Subtitle C: Enhanced Security - Revises certain formulas for determining payments with respect to benefits guarantees (increasing the guaranteed amounts) under certain insolvent multiemployer plans.
(Sec. 522) Directs the Secretary of Labor, as chairman of the PBGC board, to send a reversion report to the President and the Congress on plans from which residual assets were distributed to employers.
(Sec. 523) Sets forth a full funding limitation for multiemployer plans under ERISA.
(Sec. 524) Increases maximum civil penalties for certain prohibited transactions under ERISA.
(Sec. 525) Modifies the phase-in of guarantee and the allocation of assets under ERISA provisions relating to substantial owner benefits.
Pension Audit Improvement Act of 1997 - Repeals the mandate for limited scope audits.
(Sec. 533) Establishes certain reporting and enforcement requirements for employee benefit plans. Requires a plan administrator to notify the Secretary of Labor, within five business days, of: (1) irregularities that may have occurred with respect to the plan; and (2) the termination of the plan's accountant. Requires plan accountants to notify the Secretary of: (1) such irregularities, if the administrator does not do so; and (2) any disagreements they may have with the reasons given by the administrator for their termination. Sets forth civil penalties for violations of such requirements.

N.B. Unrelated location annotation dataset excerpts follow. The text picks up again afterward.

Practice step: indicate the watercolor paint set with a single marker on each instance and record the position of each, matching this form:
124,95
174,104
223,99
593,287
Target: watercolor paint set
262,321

(Sec. 534) Sets forth additional requirements for qualified public accountants for plans under ERISA.
(Sec. 535) Revises ERISA provisions for fiduciary penalties to: (1) modify a prohibition of assignment or alienation; (2) make discretionary the imposition and amount of civil penalties for breach of fiduciary responsibility; and (3) provide for the applicable recovery amount and other rules.
Title VI: Expanded Individual Retirement Accounts to Increase Coverage and Portability - Subtitle A: Retirement Savings Incentives - Amends the IRC with respect to deductions from gross income for contributions to individual retirement accounts (IRAs) and retirement savings to: (1) increase the applicable dollar amount component in the formulas for certain income limitations; (2) require inflation adjustments to the deductible amount and income limitations; (3) require coordination of the IRA deduction limit with the elective deferral limit; and (4) provide for establishment of special nondeductible tax-free IRAs.
Subtitle B: Distributions and Investments - Allows the use of distributions from IRAs without additional tax for the purchase of first homes, for higher education or financially devastating medical expenses, or by the unemployed.
(Sec. 612) Requires IRA contributions to be held at least five years in certain cases.
(Sec. 613) Sets forth special rules for the use of IRA distributions to purchase qualified State prepaid tuition program instruments.
Referred to the Subcommittee on Employer-Employee Relations.